Cumhuriyetimizin 100. yılı bu açıdan değerlendirildiğinde bir kırılma noktası tarih olarak ortaya çıkmaktadır. 100. yıldan itibaren cumhuriyetin kendi doktrinini gündeme getirerek batı ile ilgili girdiğimiz bağımlılık ilişkisini sorgulayıcı ve kendi özgün yolunu çizecek noktasında düşünmekteyim.
Daha henüz 100. yaşını kutlamakta olduğumuz Genç cumhuriyetin bu dönemi çalkantılar içerisinde darbeler içerisinde geçmiş ve iki kez anayasa yapılmış partiler kurulmuş kapatılmış ve gelinen nokta itibari ile Cumhuriyet döneminin en yüksek cari açığı ile 100. yıla girilmiştir. 100 yıllık cumhuriyetin ancak başlangıçtaki 20 yılında bağımsız bir politika izlenebilirmiş devamında ise ülke büyük Amerika’nın büyük Orta Doğu politikasına angaje olmuştur. 100. yılda da halen bu angajman devam etmektedir.
Yüzüncü yılda beklenen Türkiye kendi bağımsız doktrinine yeniden Cumhuriyetin kuruluşunda olduğu gibi kendi bağımsız doktrini yeniden ortaya koyabilsin ve iç dış politikalarını herhangi bir başka küresel gücün ipoteği altında olmayan kendi doktrini ile büyük Türkiye idealini gerçekleştirme yolunda ilerlemeye başlasın.

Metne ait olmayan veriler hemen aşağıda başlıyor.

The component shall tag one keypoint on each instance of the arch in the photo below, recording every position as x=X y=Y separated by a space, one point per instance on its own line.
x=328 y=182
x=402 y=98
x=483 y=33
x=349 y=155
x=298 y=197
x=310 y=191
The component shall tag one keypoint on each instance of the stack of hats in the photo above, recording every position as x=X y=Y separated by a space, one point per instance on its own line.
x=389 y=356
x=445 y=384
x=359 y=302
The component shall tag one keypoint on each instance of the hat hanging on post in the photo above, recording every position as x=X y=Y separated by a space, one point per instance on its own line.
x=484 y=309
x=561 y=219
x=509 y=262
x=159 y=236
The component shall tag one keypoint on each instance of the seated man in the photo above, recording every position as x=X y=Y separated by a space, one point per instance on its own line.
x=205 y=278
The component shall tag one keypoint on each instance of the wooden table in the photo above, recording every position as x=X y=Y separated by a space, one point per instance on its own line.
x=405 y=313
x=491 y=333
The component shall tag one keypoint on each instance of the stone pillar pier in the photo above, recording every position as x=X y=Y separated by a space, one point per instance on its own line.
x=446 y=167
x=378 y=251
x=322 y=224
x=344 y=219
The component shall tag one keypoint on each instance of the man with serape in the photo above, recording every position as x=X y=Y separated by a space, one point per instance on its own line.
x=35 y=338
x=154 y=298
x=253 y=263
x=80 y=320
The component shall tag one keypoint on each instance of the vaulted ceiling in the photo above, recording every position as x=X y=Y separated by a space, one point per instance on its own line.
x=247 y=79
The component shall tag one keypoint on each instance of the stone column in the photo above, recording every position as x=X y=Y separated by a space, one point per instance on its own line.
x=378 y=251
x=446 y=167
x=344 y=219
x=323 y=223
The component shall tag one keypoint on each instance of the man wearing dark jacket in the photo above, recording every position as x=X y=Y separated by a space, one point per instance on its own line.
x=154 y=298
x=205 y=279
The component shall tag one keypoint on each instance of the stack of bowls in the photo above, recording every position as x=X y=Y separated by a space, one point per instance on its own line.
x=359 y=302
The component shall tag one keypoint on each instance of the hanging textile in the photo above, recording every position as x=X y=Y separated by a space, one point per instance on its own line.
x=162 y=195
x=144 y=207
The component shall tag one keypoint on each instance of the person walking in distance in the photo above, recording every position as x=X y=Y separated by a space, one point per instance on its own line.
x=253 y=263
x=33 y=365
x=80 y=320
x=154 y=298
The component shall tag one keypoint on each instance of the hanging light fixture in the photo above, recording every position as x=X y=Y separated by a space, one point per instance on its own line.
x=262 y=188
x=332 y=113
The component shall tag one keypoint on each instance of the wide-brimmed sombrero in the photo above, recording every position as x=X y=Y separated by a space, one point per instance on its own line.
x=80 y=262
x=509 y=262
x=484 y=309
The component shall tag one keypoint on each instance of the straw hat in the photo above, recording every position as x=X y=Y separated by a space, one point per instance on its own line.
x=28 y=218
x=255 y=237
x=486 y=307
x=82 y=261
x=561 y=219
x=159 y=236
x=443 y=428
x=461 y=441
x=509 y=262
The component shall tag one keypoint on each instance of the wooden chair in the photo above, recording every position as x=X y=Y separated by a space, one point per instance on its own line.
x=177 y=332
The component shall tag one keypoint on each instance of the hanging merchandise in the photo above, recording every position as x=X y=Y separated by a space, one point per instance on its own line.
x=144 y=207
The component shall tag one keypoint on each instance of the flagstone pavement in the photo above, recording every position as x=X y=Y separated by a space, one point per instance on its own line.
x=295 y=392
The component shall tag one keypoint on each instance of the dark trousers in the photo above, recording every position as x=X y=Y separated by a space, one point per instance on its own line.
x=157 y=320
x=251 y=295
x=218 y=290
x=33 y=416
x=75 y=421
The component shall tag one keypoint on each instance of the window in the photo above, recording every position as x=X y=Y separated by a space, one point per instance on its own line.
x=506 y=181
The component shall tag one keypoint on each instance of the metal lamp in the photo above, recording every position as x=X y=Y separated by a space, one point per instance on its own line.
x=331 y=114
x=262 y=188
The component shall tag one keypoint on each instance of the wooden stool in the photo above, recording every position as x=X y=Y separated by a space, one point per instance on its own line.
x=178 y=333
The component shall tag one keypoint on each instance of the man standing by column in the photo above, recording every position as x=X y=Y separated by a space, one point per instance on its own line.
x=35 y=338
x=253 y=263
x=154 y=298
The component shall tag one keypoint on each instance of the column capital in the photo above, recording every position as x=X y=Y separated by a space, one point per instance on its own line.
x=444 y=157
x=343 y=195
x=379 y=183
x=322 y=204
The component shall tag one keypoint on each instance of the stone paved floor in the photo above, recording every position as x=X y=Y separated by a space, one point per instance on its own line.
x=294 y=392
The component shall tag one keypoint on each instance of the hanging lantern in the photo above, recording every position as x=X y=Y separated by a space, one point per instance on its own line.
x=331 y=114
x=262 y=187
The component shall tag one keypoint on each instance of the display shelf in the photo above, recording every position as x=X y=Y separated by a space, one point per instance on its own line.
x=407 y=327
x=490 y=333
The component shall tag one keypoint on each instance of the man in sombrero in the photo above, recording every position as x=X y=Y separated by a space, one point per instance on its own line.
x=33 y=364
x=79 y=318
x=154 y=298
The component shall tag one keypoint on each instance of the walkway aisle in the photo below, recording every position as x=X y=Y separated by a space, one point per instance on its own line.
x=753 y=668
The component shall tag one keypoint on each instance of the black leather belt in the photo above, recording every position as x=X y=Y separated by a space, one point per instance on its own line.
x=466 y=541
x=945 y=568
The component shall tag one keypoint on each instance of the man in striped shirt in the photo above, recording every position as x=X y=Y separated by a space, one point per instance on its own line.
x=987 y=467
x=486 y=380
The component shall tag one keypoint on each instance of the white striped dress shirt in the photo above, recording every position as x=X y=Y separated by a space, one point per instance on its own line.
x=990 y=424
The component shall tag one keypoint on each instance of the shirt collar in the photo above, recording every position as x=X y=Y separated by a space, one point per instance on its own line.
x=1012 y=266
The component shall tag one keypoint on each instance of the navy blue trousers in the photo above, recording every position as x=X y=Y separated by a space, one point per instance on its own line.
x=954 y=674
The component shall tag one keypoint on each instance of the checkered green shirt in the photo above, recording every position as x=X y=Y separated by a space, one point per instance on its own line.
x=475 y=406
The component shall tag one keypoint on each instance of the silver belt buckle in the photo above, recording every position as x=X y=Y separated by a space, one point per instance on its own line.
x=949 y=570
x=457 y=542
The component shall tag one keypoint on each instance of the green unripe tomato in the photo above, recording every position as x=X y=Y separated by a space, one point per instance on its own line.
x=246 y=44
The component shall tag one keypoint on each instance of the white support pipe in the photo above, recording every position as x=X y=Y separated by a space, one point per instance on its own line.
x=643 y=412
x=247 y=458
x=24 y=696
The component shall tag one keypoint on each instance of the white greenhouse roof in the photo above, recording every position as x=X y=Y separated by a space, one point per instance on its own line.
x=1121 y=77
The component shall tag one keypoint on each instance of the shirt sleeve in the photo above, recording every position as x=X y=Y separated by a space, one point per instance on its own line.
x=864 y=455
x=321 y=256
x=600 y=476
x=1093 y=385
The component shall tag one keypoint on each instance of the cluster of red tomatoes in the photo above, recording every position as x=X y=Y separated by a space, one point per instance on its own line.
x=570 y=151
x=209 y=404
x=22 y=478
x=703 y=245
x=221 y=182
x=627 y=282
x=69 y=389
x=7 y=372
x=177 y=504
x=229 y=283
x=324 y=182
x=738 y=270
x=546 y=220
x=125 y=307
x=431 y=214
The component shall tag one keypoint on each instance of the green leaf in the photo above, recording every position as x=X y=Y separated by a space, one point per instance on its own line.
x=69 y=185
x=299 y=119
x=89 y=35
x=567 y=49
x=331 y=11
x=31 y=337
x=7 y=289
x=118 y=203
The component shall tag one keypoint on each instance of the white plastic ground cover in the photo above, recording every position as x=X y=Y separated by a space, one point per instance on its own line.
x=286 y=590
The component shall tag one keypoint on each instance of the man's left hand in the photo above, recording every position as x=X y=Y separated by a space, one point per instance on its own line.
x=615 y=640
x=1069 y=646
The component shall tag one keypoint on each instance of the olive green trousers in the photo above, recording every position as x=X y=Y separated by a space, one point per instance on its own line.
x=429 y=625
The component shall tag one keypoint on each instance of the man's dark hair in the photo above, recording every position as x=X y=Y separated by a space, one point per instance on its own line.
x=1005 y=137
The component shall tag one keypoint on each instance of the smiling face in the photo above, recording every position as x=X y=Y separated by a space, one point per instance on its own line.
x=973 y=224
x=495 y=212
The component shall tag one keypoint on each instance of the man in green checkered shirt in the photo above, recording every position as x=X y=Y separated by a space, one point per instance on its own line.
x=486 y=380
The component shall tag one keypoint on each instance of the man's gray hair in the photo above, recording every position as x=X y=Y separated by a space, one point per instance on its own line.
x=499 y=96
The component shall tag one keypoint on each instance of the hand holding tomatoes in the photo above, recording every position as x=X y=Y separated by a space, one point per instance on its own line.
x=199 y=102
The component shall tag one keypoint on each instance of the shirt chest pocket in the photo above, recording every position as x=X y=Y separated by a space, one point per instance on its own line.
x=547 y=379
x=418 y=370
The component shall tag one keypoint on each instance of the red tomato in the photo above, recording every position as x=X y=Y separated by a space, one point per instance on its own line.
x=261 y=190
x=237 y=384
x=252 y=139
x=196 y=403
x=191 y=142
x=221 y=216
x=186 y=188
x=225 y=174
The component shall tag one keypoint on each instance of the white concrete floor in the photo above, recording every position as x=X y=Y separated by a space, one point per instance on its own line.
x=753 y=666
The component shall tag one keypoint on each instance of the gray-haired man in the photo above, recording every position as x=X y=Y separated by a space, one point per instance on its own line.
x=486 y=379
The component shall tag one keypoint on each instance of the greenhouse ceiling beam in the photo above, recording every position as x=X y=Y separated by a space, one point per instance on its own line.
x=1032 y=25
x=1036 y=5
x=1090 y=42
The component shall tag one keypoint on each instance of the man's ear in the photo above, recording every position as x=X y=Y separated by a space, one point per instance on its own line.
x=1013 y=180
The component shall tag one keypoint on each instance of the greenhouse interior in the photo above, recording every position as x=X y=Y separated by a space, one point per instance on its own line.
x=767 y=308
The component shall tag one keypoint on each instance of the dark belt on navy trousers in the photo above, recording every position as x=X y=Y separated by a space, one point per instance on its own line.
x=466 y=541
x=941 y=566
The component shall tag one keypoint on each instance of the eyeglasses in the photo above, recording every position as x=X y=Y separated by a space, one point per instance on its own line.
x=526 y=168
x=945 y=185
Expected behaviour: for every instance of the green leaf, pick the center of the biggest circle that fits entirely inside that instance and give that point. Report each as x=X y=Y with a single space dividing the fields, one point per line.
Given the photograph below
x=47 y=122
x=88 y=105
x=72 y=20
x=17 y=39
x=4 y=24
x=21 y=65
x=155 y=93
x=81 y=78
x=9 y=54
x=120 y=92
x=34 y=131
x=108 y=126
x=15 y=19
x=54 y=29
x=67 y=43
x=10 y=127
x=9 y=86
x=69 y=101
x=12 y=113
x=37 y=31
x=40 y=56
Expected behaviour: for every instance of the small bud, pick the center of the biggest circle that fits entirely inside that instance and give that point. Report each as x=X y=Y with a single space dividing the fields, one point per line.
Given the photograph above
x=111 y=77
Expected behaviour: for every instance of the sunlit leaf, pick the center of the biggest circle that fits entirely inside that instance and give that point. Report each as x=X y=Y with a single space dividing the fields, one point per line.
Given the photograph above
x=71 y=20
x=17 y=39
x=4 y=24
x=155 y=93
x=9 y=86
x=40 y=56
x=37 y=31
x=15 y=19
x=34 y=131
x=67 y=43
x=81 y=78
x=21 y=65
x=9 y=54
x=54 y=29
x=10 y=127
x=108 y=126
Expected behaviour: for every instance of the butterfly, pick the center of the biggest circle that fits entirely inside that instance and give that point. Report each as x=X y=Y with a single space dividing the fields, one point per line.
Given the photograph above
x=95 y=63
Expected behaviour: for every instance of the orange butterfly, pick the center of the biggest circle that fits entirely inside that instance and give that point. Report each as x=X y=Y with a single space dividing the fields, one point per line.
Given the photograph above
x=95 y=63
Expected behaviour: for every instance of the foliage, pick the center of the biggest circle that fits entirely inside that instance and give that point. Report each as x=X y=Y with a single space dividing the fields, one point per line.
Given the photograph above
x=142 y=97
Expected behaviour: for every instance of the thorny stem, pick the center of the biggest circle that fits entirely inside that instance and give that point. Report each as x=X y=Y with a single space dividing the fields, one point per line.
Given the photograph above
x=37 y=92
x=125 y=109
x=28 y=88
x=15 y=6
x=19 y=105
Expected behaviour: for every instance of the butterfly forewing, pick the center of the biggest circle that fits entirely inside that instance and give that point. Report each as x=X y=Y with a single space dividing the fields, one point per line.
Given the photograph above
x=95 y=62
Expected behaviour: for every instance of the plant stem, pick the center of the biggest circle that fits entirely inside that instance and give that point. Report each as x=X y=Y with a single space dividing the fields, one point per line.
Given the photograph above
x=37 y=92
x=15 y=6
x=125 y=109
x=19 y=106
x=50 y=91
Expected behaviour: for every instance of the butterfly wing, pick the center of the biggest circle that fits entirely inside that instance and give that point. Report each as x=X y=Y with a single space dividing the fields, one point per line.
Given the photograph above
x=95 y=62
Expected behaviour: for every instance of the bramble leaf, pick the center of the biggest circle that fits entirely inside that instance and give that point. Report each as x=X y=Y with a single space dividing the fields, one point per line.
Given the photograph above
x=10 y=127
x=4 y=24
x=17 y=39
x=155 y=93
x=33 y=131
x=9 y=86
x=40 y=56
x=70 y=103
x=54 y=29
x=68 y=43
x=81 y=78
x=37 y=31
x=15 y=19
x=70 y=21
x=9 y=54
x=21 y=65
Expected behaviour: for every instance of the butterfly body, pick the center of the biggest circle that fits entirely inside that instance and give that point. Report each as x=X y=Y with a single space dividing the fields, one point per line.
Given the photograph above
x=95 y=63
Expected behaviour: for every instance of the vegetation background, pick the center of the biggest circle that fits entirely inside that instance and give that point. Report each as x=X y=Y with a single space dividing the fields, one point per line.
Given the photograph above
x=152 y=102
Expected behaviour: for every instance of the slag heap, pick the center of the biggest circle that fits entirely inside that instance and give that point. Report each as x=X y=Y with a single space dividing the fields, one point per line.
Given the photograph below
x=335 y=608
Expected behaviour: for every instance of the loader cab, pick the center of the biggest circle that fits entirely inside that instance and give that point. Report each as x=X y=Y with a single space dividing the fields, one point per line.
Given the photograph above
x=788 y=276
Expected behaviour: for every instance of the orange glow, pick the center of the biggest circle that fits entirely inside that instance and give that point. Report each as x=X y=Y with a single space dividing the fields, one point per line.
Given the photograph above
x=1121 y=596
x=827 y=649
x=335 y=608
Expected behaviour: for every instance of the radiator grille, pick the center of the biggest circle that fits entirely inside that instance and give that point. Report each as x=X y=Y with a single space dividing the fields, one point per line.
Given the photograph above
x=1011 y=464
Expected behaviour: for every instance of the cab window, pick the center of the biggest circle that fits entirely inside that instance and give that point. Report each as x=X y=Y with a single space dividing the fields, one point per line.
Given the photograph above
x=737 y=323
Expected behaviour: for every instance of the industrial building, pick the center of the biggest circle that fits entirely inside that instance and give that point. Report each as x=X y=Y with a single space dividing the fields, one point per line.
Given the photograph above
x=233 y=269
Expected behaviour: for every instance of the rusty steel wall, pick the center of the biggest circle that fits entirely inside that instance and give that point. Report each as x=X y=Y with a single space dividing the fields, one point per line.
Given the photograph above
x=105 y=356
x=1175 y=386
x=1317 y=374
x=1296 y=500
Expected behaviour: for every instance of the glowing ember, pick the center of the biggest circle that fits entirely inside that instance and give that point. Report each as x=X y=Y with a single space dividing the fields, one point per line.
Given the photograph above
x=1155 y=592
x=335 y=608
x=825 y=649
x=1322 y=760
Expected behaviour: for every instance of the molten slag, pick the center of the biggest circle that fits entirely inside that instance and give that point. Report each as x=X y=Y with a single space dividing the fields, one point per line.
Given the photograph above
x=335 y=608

Büyük Türkiye’den kastımız yıllarca içerisinde bulunduğumuz kültür coğrafyalarımızdır. Merkezinde de Türkiye Cumhuriyeti yer almaktadır. Büyük Türkiye Avrupa Asya Birliği’nin kurucu unsuru olacaktır Avrasya kıtasındaki barış kurucumuzun idealleri çerçevesinde yurtta barış dünyada barış felsefesi çerçevesinde gerçekleştirilecektir.
İkinci Dünya Savaşı’nın bitiminden sonra Yalta konferansında üç büyükler Avrupa İngiltere Rusya tarafından masada paylaşılan Türkiye bu paylaşım neticesinde Ülkemiz sürekli yalpalamış ve darbeler yoluyla tekrar büyük Orta Doğu dengesine oturtulmuştur.